McCain draws heat from vet group, Club for Growth


By Aaron Blake
March 14, 2007
Sen. John McCain (R-Ariz.) began the presidential race as a frontrunner with a well-known personal story and a unique style. But in recent weeks his past has provoked some potentially harmful early opposition stemming from those same qualities.


Despite McCain’s recent appeals to the GOP’s conservative base and a positive military image as a former prisoner of war, his record is drawing the ire of economic conservatives and some of the same veterans who worked to tar Sen. John Kerry’s (D-Mass.) 2004 presidential campaign.



The anti-tax group Club for Growth yesterday released a review of McCain’s record on its top priorities and cautioned against electing him president. Meanwhile, a new “527” advocacy group, similar to the Swift Boat Veterans for Truth, has pledged to expose McCain as a communist apologist who turned his back on prisoners of war.


In the Club’s review — its third “white paper” of the 2008 presidential election — the group concluded “the evidence of [McCain’s] record and the virulence of his rhetoric suggest that American taxpayers cannot expect consistently strong economic policies from a McCain administration.”


In particular, the Club calls McCain’s tax record, most notably his opposition in 2001 and 2003 to President Bush’s tax cuts, “profoundly disturbing and anti-growth,” though it does praise him in areas such as spending restraint and free trade. It also calls his record on protecting political speech “appalling” in light of the McCain-Feingold campaign-finance reform bill.


“While Sen. McCain’s economic record is clearly mixed, a careful study demonstrates that even his pro-growth positions tend to be tainted by a heavy anti-growth undercurrent,” Club President Pat Toomey wrote in a Wall Street Journal op-ed.


The Club’s opposition to then-Sen. Lincoln Chafee (R-R.I.) in a bitter Republican primary last cycle might have contributed to his loss in the general election. More broadly, the group acts as a voice for economic conservatism. In previous evaluations, it offered some criticism of former Arkansas Gov. Mike Huckabee (R) and a generally positive review of Sen. Sam Brownback (R-Kan.).

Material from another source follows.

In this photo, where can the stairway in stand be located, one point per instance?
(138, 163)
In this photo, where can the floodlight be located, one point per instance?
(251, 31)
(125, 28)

McCain declined an invitation to the Club’s winter conference recently, citing a planned trip to Iraq at the same time.


McCain spokesman Matt David downplayed any differences with the Club’s core economic philosophy, noting that McCain has received an “A” from the National Taxpayers Union and a 91 percent rating from Citizens Against Government Waste.


“John McCain is the only leading Republican candidate with a 24-year record as a fiscal conservative,” David said. “He’s been a leader in the fight to cut government waste, reduce spending and lower taxes.”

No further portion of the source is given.